A few moments later, Peter and Tina were watching their son go back and forth in the pool. "You see him, and he looks like a man," Tina told me. "But he acts like a kid sometimes." She wondered whether her son threw the race to send her a message. Tina waved Michael over. "Did you swim that way on purpose?" she demanded to know.
Michael looked incredulous. "I don't manipulate my races, Mom," he said and swam away.
"You can't push and push," Peter told his wife as they stood together on the pool deck. "This could mess him up. He'll bite back."
AT THEIR HOME two months later, Michaela prepares breakfast while Tina waters the geraniums on the front porch. It's a beautiful day. Peter opens the front door.
The conflict in Arizona is behind them, and now Tina is thinking about her intensity. "I have an anger issue," she says. "I have a short fuse. I expect excellence, and I rule the roost. I wish I could be more gentle."
Peter looks at his wife. "If we are truly wanting to use this as a mission, you really need to have people see you as loving," he tells her. "Not angry. We'll be judged much more harshly if we're professing to be Christians."
Tina insists nothing has been about money but admits it's become impossible to ignore. Michael has just two sponsors so far, and travel costs and food burn too easily through those checks. On top of that, Peter and Tina have made a decent living flipping houses in Kansas, but Peter is tired of the work.

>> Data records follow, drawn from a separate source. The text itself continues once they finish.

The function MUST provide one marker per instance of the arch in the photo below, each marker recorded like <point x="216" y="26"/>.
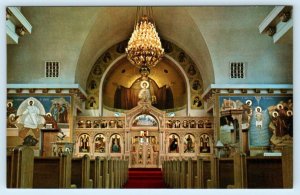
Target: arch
<point x="115" y="143"/>
<point x="113" y="63"/>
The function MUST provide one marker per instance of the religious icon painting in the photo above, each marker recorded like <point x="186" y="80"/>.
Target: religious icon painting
<point x="189" y="143"/>
<point x="99" y="143"/>
<point x="84" y="143"/>
<point x="204" y="143"/>
<point x="115" y="143"/>
<point x="196" y="102"/>
<point x="173" y="143"/>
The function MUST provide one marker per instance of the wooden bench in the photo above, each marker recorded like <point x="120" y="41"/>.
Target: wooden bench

He wants to spend more time at the pool with Michael, figuring out the next step to Olympic dominance.
Tina remains prayerful. "If you are totally walking with God, you will never, ever want for anything," she says. "All we have to do is keep going and stay within the will of God. I don't want Michael to be stressed, thinking he needs a deal."
There's also the matter of their daughter, who was once a talented swimmer. On almost any team in the country, Michaela would have been one of the better swimmers her age. But when your brother is Michael Andrew ...
"I take responsibility for driving Michaela out of the sport," Tina says. "I broke her little heart." Tina pauses, then begins to cry. Peter stands there for a moment, unsure of what to do, then walks back inside. "For her to look up from her race and see I'm so upset," Tina continues, "I know that's why she stopped swimming."
Michaela pokes her head outside and sees her mother wiping away tears. "Breakfast is ready," she says.
We pray over plates piled with eggs and bacon, at the kitchen table overlooking the pool. "Thank you, Lord, for a good night's rest," Tina says. "Thank you for a roof over our heads, a bed to sleep in and your abundant provisions. Please fill us with the Holy Spirit. Clothe us with the armor of God. Help us make good choices today ..."
MICHAEL AND HIS sister grab fishing poles and plastic kayaks from a garage one afternoon and spirit me to the neighbor's pond that backs up to their property. They drop the kayaks next to the water, and with a few shoves, we glide out.
There's a setback at one end, and we decide to settle there. Michael swivels to face the watery expanse and casts his line. A few minutes later, he's reeling in his first crappie.
"Look!" he hollers excitedly and holds up the fish. "First one!"
His sister has a camera. She paddles over, puts the camera to her face. "Smile!" she says.
It's a different world out here.
No pressure. No stopwatch. No laps. No autographs, no message boards, no critics. No parents. It's idyllic, peaceful. A light breeze ripples the water; the sun slowly disappears on the horizon. Michael has a leg flipped out of the kayak as he casts his line. He looks at ease -- a typical teenager.
After a few minutes, there's a bite at the other end of the line. Michael whips his pole back and lets out a sharp laugh. He's hooked another fish. His sister cheers, reaches for the camera. Michael starts reeling. He's smiling. For now, in this moment on the water, everything is perfect.